Elvis, Baz Luhrmann avec Austin Butler dans le rôle d'Elvis. Excellent biopic, avec du grand spectacle / gros moyens où il faut comme il faut, et à l'arrière-plan, le personnage du producteur-vampire, narrateur de l'histoire.

Dédales (roumain, titre original : Miracol) Bogdan George Apetri.  Où l'on comprend que le réalisateur vomit la musique populaire traditionnelle, le pouvoir du clergé, et est plutôt circonspect sur les méthodes de la police roumaine. C'est un bon film dont on se demande longtemps où il nous emmène, avec une bonne part de mystère et de fausses pistes.  

La Nuit du 12. Dominik Moll.  Belle histoire d'enquête criminelle (le crime de la nuit du 12). Humain et désenchanté.

Les Nuits de Mashad Ali Abbasi : une journaliste sur la piste d'un tueur de prostituées dans les bas-fonds de Mashad. Il s'est donné pour mission de purifier la ville sainte de la pourriture. La police pas très empressée à le poursuivre. La population plutôt indifférente, voire de son côté quand il jugé. Le tueur persuadé de la justesse de ses actes. La journaliste en butte au machisme et la misogynie ordinaires. Pas mal, assez crade, désespérant.

Costa Brava Lebanon, Mounia Aki. Ou comment l'installation d'une décharge -soi-disant aux normes etc- au pied de leur propriété, en pleine nature, vient pourrir la vie que s'était construite une famille en rupture de Beyrouth (sa violence, sa pollution etc). La mère (ex-chanteuse star), le père, la fille adolescente, la petite fille (extraordinaire) et la grand-mère sont confrontés à la progression du chantier, des nuisances, des pressions pour les faire déguerpir et y réagissent chacun à leur manière. Très bien. Révèle chez chacun ses lignes de fracture. (Le titre vient du nom d'une plage de rêve au Liban qui a été pourrie de la même manière.)

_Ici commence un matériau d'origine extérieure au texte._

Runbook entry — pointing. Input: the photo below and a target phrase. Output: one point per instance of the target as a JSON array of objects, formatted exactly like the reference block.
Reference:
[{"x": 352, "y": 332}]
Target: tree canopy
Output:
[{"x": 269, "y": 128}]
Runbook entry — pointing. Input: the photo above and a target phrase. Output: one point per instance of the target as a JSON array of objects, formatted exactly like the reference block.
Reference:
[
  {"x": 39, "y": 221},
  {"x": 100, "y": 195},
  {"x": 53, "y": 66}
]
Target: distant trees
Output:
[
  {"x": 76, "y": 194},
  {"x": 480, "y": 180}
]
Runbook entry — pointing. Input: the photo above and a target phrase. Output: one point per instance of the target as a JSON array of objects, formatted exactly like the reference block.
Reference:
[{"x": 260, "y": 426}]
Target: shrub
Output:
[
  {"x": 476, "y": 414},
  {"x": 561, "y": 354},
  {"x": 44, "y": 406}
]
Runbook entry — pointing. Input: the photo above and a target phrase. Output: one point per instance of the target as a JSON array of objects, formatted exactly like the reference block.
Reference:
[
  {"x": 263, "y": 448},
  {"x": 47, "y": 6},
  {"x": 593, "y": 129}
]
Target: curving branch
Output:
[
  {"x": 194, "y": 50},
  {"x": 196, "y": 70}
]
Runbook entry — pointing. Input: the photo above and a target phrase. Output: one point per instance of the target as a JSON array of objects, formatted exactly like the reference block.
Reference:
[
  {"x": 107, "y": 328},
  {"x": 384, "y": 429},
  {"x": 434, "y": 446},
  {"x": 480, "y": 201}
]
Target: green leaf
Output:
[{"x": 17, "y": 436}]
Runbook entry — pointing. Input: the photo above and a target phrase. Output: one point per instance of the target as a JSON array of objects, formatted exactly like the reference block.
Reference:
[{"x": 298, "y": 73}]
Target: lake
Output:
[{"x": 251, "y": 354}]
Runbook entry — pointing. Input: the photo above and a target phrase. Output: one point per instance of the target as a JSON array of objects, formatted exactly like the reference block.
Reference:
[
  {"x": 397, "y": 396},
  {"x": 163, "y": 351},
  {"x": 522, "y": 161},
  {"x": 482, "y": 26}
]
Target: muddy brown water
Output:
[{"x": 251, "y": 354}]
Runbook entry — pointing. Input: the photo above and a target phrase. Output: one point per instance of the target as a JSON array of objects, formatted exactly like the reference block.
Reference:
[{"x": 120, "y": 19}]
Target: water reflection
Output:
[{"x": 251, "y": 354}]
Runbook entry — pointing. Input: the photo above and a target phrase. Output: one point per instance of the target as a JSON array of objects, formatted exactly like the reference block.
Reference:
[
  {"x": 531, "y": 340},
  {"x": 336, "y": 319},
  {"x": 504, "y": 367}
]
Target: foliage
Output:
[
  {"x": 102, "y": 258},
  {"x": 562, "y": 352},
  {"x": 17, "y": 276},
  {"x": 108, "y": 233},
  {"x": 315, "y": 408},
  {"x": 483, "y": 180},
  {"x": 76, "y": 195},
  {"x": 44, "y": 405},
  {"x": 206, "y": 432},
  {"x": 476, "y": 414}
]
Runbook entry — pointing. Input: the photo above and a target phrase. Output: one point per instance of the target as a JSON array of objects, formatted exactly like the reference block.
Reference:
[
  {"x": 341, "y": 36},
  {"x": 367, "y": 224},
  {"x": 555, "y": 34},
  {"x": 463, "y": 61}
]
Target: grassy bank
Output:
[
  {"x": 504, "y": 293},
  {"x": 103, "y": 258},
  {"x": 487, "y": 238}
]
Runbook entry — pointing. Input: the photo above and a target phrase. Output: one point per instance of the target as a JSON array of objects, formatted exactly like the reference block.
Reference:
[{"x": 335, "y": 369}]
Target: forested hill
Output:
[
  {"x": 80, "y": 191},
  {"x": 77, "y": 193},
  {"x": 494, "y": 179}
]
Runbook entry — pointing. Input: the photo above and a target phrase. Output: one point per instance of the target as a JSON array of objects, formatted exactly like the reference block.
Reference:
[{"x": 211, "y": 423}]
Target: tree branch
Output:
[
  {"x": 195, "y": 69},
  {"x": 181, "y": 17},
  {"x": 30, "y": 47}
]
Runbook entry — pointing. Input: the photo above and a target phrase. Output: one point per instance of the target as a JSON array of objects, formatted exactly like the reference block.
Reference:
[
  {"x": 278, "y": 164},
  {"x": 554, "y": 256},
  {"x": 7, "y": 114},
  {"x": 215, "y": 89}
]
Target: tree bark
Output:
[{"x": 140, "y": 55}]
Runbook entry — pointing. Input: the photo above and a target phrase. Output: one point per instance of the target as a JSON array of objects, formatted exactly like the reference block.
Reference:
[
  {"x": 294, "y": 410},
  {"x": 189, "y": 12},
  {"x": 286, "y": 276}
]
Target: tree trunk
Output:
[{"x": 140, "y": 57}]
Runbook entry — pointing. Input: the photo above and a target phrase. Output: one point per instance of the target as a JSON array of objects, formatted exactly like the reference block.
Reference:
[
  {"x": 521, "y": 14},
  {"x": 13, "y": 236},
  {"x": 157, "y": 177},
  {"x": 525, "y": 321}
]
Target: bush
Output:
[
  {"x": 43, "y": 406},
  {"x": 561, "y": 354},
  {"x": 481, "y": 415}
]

As Bestas : Rodrigo Sorogoyen avec Marina Foïs, Denis Ménochet. Des néo-ruraux seniors et français s'installent quelque part dans les Pyrénées espagnoles, en tout cas dans un rude pays montagneux (Galice ?) pour se recycler dans l'agriculture bio. Ils sont confrontés à l’hostilité/rejet/haine des « vrais » ruraux : anti-intrus, anti-français, anti nouvelle agriculture etc. Très rude, très bien. Ambiance d'hostilité et de malaise à couper au couteau.

Entre la vie et la mort, Giordano Gederlini, avec Antonio de la Torre. Un conducteur de métro à Bruxelles, son fils qui tombe sur les rails quasiment sous sa rame, les flics sur son dos, une enquête en cours, un très sale type qui fait irruption chez lui… Le père va mener son enquête, parallèlement à celle des flics et la vérité apparaît peu à peu dans une ambiance bien sale et bien sombre. C’est plutôt bien.

Decision to leave , Park Chan-Wook (coréen) : la mort d'un homme dans la montagne, l’enquêteur, son attirance pour la veuve, suspecte. Pas mal, plastique parfaite mais finalement me laisse un souvenir confus. Peut-être trop compliqué ?

En roue libre, Didier Barcelo : Marina Foïs est coincée dans sa voiture. Elle n'arrive absolument plus à en sortir. Un jeune braqueur vole la voiture et donc l'embarque dans son road trip. Sympa

Coupez : (Michel Hazanavicius) Tournage d’un film de zombies, outrancier, drôlatiquement horrible. Le réalisateur et les acteurs se sont bien amusés, et le spectateur aussi.

I'm your man, Maria Schrader. Un homme algorithmique fourni à une chercheuse pour qu’elle analyse sa compatibilité/qualité d’homme idéal. Très bien. Le robot est bien trop humain, donc troublant.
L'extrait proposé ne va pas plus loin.